Visitaste miles de galaxias, te emborrachaste con colores, luces, sonidos, te colaste en túneles buscando salida, mas te devolvieron a la tierra con la misma patada. A veces vomitas en el baño, te encierras en cualquier mueble que tenga puertas a prueba de ruidos, imaginas que alguien te persigue. Es claro para ti que muchas personas te quieren lastimar. En varias oportunidades te encontraron allí en posición fetal, abarquillada, encogida, alabeada, los ojos abiertos sobre la nada. Cuando te sentías sola, el planeta lucía desierto. Hubiera quizás bastado un abrazo, una caricia en tu cabellera, algo que no sea físico sino cómplice, recuerdo del viento, la infancia volviendo al galope. Los demás están ocupados o pretenden forzar aquella puerta del corazón sin saber que el cerrojo está puesto por dentro. Despiertas con moretones, cardenales, sin recordar los golpes que los provocaron. Recuerdas un verso, bien sabes de quién: “Ella duerme por no morir”. Dices: “No sé cómo salir de todo aquello, me siento de mil años”, creo que tienes dieciocho, algo por el estilo. Ángel caído, intentas recordar aquel paraíso donde no cabían prohibiciones, miras oropeles, hueles perfumes, estrechas manos, pero lo esencial es cómo el humo fugaz, la indiferencia puede resultar peor que una violación; cuando la vida se convierte en rompecabezas, nadie te ayuda a salir del laberinto.

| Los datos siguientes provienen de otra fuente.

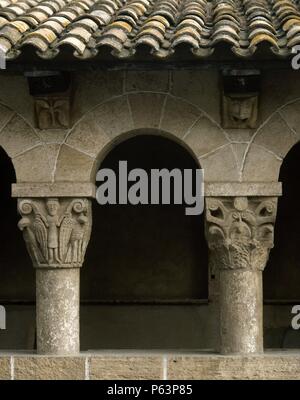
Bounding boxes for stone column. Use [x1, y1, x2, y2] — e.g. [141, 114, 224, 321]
[18, 197, 91, 354]
[206, 196, 277, 354]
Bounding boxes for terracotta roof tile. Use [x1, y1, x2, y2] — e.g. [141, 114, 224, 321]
[0, 0, 300, 59]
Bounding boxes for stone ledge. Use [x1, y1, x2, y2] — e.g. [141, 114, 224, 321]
[12, 182, 96, 198]
[204, 182, 282, 197]
[0, 351, 300, 380]
[90, 356, 163, 380]
[0, 355, 11, 380]
[14, 356, 85, 380]
[168, 353, 300, 380]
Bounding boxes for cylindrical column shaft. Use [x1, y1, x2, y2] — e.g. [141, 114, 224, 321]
[36, 268, 80, 355]
[220, 270, 263, 354]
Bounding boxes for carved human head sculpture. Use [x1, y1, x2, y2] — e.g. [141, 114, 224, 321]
[46, 198, 59, 217]
[223, 94, 258, 129]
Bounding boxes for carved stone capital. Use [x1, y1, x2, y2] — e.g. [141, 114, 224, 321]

Un día cualquiera quisiste entrar en tu propio corazón, encontraste que el pestillo estaba otra vez puesto por dentro. ¿Quién habrá hecho semejante maldad? Te sentiste desposeída, abandonada, empezaste a golpear, gritaste, pateaste. La gente te miraba de un modo raro, tus padres te llevaron donde un psiquiatra. Otro día quisiste llenar tus maletas con recuerdos sin trascendencia, decidiste abandonar tu propia nave, no recuerdas si tomaste pastillas para dormir, fumaste aquel cigarrillo de olor extraño. Cuando despertaste, te habían robado lo poco que quedaba, entonces te sentaste en el suelo, le diste las espaldas al sol, rompiste a llorar frenéticamente.

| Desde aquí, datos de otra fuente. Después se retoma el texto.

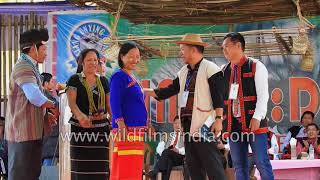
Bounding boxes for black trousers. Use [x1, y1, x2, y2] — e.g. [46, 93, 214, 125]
[185, 138, 226, 180]
[70, 125, 110, 180]
[154, 149, 184, 180]
[8, 140, 42, 180]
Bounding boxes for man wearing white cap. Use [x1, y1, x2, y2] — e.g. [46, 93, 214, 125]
[145, 34, 225, 180]
[5, 29, 56, 180]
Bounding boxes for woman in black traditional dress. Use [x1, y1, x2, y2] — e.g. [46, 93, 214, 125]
[67, 49, 111, 180]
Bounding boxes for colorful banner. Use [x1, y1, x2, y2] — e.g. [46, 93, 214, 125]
[49, 11, 110, 83]
[49, 11, 320, 133]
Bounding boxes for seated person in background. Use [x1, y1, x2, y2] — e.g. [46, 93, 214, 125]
[147, 116, 185, 180]
[282, 111, 314, 154]
[144, 126, 159, 180]
[97, 58, 107, 76]
[0, 116, 8, 175]
[41, 73, 59, 166]
[297, 123, 320, 159]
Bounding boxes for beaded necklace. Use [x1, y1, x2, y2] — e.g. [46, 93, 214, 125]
[79, 73, 105, 115]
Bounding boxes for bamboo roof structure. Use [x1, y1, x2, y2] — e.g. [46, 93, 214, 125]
[71, 0, 320, 25]
[72, 0, 320, 59]
[104, 29, 310, 59]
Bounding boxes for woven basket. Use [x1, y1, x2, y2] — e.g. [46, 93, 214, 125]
[300, 43, 314, 72]
[292, 34, 309, 54]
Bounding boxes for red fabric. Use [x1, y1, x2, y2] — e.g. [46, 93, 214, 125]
[110, 133, 144, 180]
[172, 132, 179, 148]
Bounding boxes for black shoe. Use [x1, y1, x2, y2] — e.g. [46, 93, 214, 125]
[146, 171, 157, 180]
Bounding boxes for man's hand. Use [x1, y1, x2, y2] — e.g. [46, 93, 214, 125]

Más adelante, vagando por la ciudad te metiste en una iglesia en la que no había nadie, gritaste: “Te amo” sin saber a quién. El eco de tu voz retumbó, hizo bailar ambas palabras unas cuantas veces hasta que el silencio las borró de una vez por todas. Desde entonces hasta del eco desconfías. Leíste un montón de libros, agotaste el barullo de las discotecas, probaste con licores a los machos disponibles, prendiste sin cesar la misma pesadilla, besaste bocas sin recordar ojos, pusiste tu cuerpo en el monte de piedad, lo empeñaste una y otra vez. Cada día era más elevado el precio de la garantía prendaria, lo que intentamos poseer termina poseyéndonos.

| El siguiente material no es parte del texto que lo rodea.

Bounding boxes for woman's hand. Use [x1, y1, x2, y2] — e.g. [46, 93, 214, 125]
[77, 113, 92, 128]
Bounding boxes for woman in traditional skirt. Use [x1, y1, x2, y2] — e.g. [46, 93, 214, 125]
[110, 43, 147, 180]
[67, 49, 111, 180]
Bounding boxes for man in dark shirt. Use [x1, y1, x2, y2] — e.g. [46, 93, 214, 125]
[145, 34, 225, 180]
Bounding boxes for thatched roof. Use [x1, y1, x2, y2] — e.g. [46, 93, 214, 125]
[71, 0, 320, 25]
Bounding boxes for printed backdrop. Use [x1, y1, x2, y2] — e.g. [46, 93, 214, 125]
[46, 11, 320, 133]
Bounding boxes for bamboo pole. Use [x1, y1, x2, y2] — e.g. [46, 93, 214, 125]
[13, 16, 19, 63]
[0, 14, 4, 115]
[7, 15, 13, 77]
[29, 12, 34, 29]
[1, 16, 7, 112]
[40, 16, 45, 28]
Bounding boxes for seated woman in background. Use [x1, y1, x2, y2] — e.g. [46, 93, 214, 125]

Dueña de un mundo inexistente vagas entre colillas y galaxias, astillas de luna metidas en la luz del día, esquirlas de sol crepitando en la noche, voces que se tambalean entre risas desquiciadas, sollozos desgoznados. Llega a tu mente una canción que musita tu madre desde aquel pasado vertiginoso, entonces te acuestas, cierras los ojos mareada hasta querer vomitar el alma, desembuchar aflicciones, convertirte en cualquier esfera loca que pueda ir rodando hasta una eternidad sin retorno.